Pour finir, ils n’abordent pas le point de la sélection ou de l’orientation sélective. Ils souhaitent pouvoir avoir le choix d’aller à l’université: c’est bien le moins ! En ce sens leur contribution est hypocrite comme l’est bien souvent celles des associations d’étudiants qui défendent le diplôme pour tout le monde, la baisse des exigences, et la secondarisation de l’organisation des cursus. Un exemple typique de syndrome de Bossuet.
1 juin 2013 à 16:55
theobroma
@ FBLR : j’ai pas dit que le texte était bien, en fait je ne l’ai pas lu. Je réagissais sur votre interprétation de leur texte : « Payez-nous, ne nous controllez pas et foutez nous la paix avec vos histoires. » qui laissait suggérer qu’il s’agissait de revendications d’EC corporatistes.
1 juin 2013 à 17:03
FBLR
@Theobroma
C’est en effet ce que j’avais compris en lisant en diagonale la manchette de Rachel plus haut.

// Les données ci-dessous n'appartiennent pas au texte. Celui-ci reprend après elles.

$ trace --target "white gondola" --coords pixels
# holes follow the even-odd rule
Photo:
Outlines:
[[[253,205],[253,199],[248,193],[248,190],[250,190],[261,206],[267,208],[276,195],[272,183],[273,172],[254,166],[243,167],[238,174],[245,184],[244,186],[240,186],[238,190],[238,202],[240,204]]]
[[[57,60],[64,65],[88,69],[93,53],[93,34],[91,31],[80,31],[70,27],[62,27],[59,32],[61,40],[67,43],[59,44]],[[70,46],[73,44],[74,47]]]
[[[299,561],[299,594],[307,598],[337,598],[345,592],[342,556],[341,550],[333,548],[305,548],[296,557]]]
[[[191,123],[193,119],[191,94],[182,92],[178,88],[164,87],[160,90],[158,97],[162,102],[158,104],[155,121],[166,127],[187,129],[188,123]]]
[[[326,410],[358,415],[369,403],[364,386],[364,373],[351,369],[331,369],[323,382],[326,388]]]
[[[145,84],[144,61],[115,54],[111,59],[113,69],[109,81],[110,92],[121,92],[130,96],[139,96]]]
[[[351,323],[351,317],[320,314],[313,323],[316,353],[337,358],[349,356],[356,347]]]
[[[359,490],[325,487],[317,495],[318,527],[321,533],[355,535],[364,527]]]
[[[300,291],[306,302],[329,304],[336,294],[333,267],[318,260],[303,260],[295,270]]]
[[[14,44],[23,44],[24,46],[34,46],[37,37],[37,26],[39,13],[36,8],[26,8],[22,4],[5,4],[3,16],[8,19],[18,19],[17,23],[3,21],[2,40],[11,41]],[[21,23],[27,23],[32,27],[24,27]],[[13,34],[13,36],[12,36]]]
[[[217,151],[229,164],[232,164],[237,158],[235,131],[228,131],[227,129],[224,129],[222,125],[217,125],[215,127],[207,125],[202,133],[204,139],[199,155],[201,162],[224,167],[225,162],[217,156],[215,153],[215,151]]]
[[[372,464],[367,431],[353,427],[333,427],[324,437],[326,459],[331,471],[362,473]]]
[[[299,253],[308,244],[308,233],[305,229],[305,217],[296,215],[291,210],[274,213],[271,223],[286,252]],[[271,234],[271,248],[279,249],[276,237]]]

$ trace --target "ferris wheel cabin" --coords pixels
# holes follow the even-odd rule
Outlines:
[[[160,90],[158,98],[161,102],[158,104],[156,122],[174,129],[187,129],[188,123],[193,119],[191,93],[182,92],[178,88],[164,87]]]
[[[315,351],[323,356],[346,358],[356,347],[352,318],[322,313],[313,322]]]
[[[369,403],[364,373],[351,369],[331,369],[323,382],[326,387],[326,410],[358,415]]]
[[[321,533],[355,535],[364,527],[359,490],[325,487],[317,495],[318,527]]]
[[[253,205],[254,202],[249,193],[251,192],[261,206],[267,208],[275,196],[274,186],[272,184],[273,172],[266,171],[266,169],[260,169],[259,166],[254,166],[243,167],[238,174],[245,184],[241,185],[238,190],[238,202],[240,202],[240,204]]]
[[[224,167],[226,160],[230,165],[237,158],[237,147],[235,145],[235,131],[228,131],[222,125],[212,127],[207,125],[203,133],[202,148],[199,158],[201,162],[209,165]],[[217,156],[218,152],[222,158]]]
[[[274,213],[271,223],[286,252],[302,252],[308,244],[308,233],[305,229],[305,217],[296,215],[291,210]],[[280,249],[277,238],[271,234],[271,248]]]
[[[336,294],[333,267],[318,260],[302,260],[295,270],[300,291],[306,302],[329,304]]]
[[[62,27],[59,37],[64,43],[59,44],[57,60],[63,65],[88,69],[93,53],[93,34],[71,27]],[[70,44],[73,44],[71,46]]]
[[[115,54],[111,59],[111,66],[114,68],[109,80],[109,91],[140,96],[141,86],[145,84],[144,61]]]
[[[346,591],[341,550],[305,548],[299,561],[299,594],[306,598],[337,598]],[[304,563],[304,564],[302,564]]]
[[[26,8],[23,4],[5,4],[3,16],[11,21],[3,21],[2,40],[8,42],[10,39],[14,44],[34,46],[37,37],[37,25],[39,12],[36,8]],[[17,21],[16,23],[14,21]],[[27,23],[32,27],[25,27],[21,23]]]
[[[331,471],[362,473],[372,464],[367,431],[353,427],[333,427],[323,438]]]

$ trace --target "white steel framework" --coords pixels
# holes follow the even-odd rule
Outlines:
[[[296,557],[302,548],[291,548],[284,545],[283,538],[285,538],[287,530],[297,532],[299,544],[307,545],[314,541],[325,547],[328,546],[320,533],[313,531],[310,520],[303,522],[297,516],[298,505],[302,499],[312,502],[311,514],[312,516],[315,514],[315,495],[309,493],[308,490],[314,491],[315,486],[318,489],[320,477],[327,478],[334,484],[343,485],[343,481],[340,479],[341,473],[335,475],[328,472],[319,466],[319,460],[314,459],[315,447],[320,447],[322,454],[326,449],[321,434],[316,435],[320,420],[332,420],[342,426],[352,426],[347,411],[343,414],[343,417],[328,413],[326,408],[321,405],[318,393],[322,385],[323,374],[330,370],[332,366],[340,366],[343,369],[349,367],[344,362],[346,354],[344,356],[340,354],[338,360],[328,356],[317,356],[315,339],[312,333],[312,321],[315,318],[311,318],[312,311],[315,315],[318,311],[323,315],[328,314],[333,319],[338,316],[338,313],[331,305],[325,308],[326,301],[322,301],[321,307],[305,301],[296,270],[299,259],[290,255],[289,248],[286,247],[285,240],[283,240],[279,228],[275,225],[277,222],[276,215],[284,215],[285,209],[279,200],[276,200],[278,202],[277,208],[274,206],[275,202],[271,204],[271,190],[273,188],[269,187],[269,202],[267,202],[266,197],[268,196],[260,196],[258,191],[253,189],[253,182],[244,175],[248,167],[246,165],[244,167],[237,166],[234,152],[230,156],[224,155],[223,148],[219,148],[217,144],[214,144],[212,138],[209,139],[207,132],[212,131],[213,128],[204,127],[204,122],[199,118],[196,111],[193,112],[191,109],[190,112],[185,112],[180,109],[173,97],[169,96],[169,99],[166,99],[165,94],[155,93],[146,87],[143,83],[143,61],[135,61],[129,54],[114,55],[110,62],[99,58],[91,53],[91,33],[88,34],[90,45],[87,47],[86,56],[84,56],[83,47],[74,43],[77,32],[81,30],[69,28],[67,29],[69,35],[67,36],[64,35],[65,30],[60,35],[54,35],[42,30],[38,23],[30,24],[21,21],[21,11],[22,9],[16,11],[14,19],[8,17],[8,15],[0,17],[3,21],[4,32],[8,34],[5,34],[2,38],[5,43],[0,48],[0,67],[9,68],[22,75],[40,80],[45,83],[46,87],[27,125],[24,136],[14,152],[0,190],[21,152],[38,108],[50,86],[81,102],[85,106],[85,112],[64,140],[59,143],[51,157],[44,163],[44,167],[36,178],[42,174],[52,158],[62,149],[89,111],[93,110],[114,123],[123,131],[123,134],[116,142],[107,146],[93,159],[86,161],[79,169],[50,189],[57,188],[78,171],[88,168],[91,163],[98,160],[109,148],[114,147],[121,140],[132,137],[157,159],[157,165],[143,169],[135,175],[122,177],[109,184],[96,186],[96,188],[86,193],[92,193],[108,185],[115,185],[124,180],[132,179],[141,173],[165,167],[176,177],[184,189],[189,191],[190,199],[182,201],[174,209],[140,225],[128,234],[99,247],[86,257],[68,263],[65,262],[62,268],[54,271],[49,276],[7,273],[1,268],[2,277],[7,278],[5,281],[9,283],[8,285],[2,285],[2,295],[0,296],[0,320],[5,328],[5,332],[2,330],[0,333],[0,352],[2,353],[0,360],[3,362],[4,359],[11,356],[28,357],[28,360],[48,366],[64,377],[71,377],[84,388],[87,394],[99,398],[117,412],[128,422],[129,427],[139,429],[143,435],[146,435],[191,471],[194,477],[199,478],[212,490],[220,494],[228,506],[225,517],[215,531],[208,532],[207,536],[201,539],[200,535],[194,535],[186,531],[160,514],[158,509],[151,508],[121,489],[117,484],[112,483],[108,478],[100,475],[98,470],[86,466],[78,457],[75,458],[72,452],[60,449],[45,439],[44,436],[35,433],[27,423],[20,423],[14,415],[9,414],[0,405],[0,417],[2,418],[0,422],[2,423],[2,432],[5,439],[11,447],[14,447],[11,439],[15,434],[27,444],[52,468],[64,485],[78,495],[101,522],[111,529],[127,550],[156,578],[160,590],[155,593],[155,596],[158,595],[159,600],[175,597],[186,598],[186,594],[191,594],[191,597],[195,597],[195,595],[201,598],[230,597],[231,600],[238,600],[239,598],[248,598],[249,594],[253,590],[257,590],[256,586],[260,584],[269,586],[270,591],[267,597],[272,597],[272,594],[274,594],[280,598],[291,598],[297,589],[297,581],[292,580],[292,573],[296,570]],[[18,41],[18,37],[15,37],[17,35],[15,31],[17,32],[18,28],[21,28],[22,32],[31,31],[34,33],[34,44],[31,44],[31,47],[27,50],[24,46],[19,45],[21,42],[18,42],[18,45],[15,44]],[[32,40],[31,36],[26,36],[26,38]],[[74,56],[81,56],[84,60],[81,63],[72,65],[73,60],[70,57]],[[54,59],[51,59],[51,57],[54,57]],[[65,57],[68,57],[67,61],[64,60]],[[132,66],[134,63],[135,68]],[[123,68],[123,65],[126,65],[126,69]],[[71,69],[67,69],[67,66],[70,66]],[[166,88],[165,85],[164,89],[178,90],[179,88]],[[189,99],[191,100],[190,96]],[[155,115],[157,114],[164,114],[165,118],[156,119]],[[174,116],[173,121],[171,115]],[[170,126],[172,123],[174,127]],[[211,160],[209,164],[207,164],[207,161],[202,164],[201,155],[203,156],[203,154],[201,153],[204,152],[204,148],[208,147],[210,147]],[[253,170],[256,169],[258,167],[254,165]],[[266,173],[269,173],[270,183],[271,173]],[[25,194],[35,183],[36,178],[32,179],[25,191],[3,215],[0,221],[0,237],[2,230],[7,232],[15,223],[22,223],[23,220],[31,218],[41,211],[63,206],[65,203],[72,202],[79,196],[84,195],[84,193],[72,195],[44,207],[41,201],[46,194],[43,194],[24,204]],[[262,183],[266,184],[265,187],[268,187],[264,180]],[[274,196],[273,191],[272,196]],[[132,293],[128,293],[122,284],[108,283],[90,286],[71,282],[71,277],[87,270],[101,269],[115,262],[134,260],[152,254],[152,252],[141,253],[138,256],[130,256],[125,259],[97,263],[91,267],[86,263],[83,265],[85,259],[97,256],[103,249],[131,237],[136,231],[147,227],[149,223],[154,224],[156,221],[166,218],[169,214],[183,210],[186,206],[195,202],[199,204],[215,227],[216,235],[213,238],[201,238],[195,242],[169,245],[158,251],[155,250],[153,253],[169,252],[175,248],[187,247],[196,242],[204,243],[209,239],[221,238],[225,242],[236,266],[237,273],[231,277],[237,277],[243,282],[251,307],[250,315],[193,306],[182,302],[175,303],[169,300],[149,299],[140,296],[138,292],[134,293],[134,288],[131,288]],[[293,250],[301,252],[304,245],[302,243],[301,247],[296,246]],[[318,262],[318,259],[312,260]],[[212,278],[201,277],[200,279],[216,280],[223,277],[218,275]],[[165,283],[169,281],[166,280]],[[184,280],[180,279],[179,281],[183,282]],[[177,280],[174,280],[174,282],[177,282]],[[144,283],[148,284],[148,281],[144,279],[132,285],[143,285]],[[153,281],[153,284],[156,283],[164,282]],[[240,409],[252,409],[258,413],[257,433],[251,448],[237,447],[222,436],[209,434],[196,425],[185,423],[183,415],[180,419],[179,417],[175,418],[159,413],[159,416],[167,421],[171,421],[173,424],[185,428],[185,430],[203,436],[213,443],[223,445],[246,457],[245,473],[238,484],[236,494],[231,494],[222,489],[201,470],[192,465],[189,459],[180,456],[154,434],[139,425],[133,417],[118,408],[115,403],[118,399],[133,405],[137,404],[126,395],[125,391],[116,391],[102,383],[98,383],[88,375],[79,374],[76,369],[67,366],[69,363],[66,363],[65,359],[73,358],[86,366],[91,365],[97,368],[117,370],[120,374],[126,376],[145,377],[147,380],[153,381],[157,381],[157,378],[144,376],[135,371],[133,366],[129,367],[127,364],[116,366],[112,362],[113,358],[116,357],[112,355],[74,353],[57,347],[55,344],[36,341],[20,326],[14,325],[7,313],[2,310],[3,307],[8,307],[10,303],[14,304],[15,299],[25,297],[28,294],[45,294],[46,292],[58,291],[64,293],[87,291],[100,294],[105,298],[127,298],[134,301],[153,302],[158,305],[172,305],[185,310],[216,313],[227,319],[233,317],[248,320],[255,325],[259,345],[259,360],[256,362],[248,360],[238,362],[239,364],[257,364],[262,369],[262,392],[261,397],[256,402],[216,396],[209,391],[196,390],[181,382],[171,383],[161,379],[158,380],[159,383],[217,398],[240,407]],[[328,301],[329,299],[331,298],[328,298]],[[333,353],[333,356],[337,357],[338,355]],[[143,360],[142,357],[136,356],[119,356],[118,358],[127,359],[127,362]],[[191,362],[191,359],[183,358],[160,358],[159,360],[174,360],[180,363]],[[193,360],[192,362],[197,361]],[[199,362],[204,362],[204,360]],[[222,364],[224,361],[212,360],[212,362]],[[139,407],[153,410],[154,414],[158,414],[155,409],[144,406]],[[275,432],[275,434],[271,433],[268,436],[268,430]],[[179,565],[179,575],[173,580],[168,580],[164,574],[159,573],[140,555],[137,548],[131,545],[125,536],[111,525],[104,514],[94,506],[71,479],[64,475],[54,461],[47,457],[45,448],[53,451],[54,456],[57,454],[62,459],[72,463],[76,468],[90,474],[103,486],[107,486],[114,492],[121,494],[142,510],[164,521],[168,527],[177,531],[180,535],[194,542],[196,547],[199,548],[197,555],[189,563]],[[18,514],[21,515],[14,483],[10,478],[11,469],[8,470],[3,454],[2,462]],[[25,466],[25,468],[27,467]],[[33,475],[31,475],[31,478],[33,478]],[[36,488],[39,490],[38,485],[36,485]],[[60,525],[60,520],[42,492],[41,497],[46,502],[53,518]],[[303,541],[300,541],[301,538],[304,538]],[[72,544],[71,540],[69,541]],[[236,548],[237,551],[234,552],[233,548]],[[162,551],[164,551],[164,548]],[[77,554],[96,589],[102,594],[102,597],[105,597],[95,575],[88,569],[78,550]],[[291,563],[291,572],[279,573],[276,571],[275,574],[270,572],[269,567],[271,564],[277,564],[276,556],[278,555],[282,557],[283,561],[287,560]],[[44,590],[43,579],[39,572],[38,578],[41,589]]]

Je m’en excuse auprès de tous les EC qui lisent ce blog.
1 juin 2013 à 17:33
François
Nos Ministres successifs font preuve d’une incroyable incohérence quand ils affirment vouloir revaloriser l’université et encouragent simultanément (qui plus est, au nom de la justice sociale !) l’organisation d’un écrémage encore plus efficace des lycéens au profit des CPGE.
On pouvait peut-être accuser les Ministres de machiavélisme plus que d’inconscience sous le gouvernement précédent (« volonté – camouflée – de casser l’enseignement supérieur public » évidente pour certains) mais franchement accuser le gouvernement actuel d’un double langage destiné in fine à favoriser l’enseignement privé procède de la paranoïa.
C’est pourtant ce que font sans hésiter les étudiants de l’AFNEUS lorsque pour critiquer les CPGE scientifiques ils affirment que le gouvernement actuel préfère « les CPGE et le système privé qui en découle ». C’est vraiment un argument pitoyable … qui risque finalement de confirmer aux yeux des observateurs le faible niveau intellectuel de ces étudiants.
1 juin 2013 à 17:49
Dan- visseur fatigué
merci FBLR de rappeler, une fois de plus , mais il faudrait l’expliquer à tous ceux qui causent dans le poste et qui votent les lois, qu’il y a des disciplines différentes, des écoles gratuites ou quasi, que les ingénieurs, ce ne sont pas des commerciaux ou des gestionnaires, que Khâgne n’est pas Sup de Co ou ISC…L’immense confusion mentale quand on parle d’ESR est nuisible, et on a parfois l’impression que les politiques ne comprennent rien, mais votent quand même. Heureusement que François apporte des faits dans ce blog, et certains une vraie expérience des prépas scientifiques ou des GE scientifiques !
1 juin 2013 à 17:51
Rachel
La mesure discutée n’est pas sans rappeler les « cordées de la réussite » du gouvernement précédent.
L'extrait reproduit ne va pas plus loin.